06.12.2023 Icon

Danno patrimoniale: come calcolare il valore della perdita lavorativa a causa del sinistro?

VICENDA GIUDIZIALE

Il danneggiato ha agito in giudizio per sentirsi accertare e dichiarare l’esclusiva responsabilità del veicolo danneggiante in merito al sinistro occorsogli, e per l’effetto condannare la Assicurazioni in solido con il proprietario del mezzo al risarcimento di tutti i danni patrimoniali e non patrimoniali subiti.

A fondamento della domanda ha dedotto in fatto che in data 07.07.2014 alle ore 19.00 circa, mentre percorreva al strada sita ni Squillace, località “Omo Morto”, giunto all’incrocio con la S.P.52 veniva investito dall’autovettura tipo Audi A4, la quale ometteva di dare la precedenza al suo motociclo e che per tale ragione si trovava costretto ad effettuare una repentina manovra di svolta a sinistra durante la quale poggiava il piede sinistro sull’asfalto, riportando un grave trauma al collo del piede sinistro.
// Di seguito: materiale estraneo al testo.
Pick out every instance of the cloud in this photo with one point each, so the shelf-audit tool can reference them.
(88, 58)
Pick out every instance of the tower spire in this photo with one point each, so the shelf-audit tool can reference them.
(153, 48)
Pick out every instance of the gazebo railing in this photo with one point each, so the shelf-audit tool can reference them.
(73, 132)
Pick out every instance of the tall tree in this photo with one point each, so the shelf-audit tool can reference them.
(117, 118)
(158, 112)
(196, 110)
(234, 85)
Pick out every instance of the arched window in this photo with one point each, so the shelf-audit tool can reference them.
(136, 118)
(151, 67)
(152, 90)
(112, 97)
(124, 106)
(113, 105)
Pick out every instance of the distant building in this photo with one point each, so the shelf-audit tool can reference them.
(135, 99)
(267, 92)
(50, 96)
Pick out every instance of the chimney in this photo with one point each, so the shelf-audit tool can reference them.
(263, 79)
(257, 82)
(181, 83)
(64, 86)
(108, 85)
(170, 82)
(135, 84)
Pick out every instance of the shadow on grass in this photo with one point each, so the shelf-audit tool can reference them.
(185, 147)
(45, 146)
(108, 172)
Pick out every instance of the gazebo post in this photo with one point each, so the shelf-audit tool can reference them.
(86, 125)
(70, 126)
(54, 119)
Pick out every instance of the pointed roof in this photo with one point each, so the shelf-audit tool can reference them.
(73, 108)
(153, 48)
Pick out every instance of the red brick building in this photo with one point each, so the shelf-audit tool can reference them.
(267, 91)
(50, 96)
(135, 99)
Rilevava che la malattia si protraeva per un periodo complessivo di 110 giorni di cui 40 per inabilità temporanea totale, 40 per inabilità parziale al 75%, 30 per inabilità parziale al 50% con postumi invalidanti permanenti quantificabili nella misura del 14%, per un totale di così come accertato nella perizia medico-legale di parte.

Ha inoltre rilevato che la malattia gli ha impedito di poter esercitate con continuità ed efficacia la propria attività imprenditoriale, essendo titolare di partita iva ed amministratore dell’Azienda Agricola e che ciò gli ha determinato un danno patrimoniale per lucro cessante per € 50.000,00 per due mesi di assoluta inattività lavorativa o in via gradata da valutarsi in via equitativa.
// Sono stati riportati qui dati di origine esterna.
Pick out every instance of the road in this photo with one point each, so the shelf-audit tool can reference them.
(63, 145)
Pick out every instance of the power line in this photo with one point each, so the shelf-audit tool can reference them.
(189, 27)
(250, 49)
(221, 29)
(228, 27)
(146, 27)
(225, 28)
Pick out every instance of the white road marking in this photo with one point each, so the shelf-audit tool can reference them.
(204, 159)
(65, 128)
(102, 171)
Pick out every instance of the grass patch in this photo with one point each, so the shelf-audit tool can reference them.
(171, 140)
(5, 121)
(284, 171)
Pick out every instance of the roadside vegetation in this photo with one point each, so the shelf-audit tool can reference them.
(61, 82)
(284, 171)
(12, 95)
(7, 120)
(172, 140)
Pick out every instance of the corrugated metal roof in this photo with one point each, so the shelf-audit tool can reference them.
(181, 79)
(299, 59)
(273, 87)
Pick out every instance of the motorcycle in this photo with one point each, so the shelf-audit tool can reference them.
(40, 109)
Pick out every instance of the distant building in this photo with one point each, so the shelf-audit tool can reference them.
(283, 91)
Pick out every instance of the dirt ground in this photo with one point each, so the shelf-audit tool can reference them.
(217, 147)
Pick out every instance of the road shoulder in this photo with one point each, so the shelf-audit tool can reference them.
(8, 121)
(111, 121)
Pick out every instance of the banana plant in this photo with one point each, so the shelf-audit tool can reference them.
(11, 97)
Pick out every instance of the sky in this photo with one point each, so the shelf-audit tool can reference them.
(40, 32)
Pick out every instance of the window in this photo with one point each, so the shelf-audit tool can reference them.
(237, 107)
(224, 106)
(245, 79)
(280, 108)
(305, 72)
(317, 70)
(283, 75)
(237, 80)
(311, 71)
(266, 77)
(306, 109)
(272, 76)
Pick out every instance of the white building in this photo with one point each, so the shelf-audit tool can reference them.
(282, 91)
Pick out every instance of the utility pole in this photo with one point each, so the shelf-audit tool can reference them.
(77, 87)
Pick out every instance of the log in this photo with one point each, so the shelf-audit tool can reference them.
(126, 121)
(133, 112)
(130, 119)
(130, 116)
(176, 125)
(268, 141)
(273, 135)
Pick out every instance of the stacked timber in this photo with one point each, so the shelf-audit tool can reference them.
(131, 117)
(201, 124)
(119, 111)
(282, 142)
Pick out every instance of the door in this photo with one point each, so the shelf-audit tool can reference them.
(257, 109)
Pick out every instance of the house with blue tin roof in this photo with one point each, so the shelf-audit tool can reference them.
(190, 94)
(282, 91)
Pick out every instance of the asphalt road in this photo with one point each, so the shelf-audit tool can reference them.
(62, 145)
Ha inoltre rilevato di aver ricevuto dalla compagnia di Assicurazioni X titolo di offerta per danno alla persona la somma complessiva di € 17.000,00, di cui € 2.000,00per competenze professionali, ma di averla trattenuta solo a titolo di acconto e di aver tentato la negoziazione assistita che tuttavia non sortiva effetti.
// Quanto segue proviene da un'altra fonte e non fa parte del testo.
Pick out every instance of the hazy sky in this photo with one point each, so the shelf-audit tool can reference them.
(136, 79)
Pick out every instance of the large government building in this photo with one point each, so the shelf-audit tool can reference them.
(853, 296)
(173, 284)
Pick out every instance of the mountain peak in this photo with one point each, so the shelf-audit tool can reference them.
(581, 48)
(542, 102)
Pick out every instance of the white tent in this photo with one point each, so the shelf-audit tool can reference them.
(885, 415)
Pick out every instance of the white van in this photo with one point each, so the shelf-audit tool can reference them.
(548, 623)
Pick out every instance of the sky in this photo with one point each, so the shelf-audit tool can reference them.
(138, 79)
L’ Assicurazioni s.p.a. contestando sia l’an che il quatum debeatur. Nel merito ha dedotto che la richiesta risarcitoria non appare in alcun modo commisurata alla reale entità del danno oltre a non trovare corrispondenza nella documentazione medica allegata.

Sul punto ha precisato di aver subito dato seguito alla richiesta di danno avanzata dall’attore in fase stragiudiziale incaricando un proprio fiduciario medico al fine di quantificare e accertare le lesioni subite.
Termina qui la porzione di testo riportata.